By the time DeGroot and Siegler published, there was an apparent softening in the atmosphere of morning report. They described a setting where residents would “eat doughnuts and engage in graduate medical education”—education that accentuated unusual and interesting cases and that was much less focused on oversight and surveillance and much more upon enlightened discussion of interesting topics. The role and function of morning report had shifted from one of quality control and supervision to something else.6 But what was that?
Several authors suggested that morning report should center on a curriculum in which a distribution of cases should be presented to assure that residents would be exposed to a complete survey of common medical problems. This educational theme was extended with suggestions that cases be held over for discussion for several days, when imaging studies could be brought and expert consultants assembled for exhaustive discussions of a disease and its management. What we have in our hospitals today are variations on that theme.
In this issue, Ramratnam et al. present a useful update on the evolution of morning report from a brief, focused quality-assessment device to a central role in daily resident education.7 In a 3-month analysis of case selection for morning report, they found that residents prefer cases that involve interesting or challenging diagnostic or treatment problems. There remains a disconnect between the basic clinical elements of the bedside examination and the “show and tell” atmosphere of morning report. This change is probably inevitable when case information must be transported from hospital room to classroom. With the decline in popularity of grand rounds, the declining availability of autopsy information, and the altered role of attending rounds, morning report has become indisputably the center for the most important daily socialization and didactic instruction on medical service. Case discussions provide a context in which key faculty can also assess the morale and level of compensation of the housestaff (individually and collectively) and address incipient problems before they become serious.

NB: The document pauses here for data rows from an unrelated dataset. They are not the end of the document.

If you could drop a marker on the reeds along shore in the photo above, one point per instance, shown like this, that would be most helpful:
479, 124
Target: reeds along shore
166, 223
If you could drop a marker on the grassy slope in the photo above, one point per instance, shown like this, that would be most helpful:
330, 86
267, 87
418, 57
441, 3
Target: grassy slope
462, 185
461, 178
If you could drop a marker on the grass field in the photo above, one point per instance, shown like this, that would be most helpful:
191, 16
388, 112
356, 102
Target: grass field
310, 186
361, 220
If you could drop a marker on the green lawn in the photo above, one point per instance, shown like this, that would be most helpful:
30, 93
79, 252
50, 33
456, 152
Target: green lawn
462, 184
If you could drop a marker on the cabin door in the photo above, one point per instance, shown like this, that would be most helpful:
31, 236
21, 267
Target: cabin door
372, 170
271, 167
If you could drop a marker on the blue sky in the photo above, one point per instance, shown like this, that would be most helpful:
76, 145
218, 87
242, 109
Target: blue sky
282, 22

In The Social Transformation of American Medicine, Starr recounts the evolution of the American hospital from a community charity into a component of a huge industry.8 In the modern hospital, the business of maintaining throughput has relegated clinical teaching to a secondary role, in which housestaff may have to learn from structured case studies rather than at the bedside. Ramratnam et al. give perspective to the role of the conference in a changing health care system. In providing “a minimum daily requirement” of medical education and moral support to housestaff, morning report assures that lessons learned about case management are generalized and shared. The authors argue that this particular aspect of morning report—its role as a survey course in clinical management—should be appreciated, strengthened, and made more consistent in its coverage of important subjects. In this viewpoint, we see a continuing movement of the conference away from supervision and constructive criticism to didactic instruction and exercises in clinical problem solving.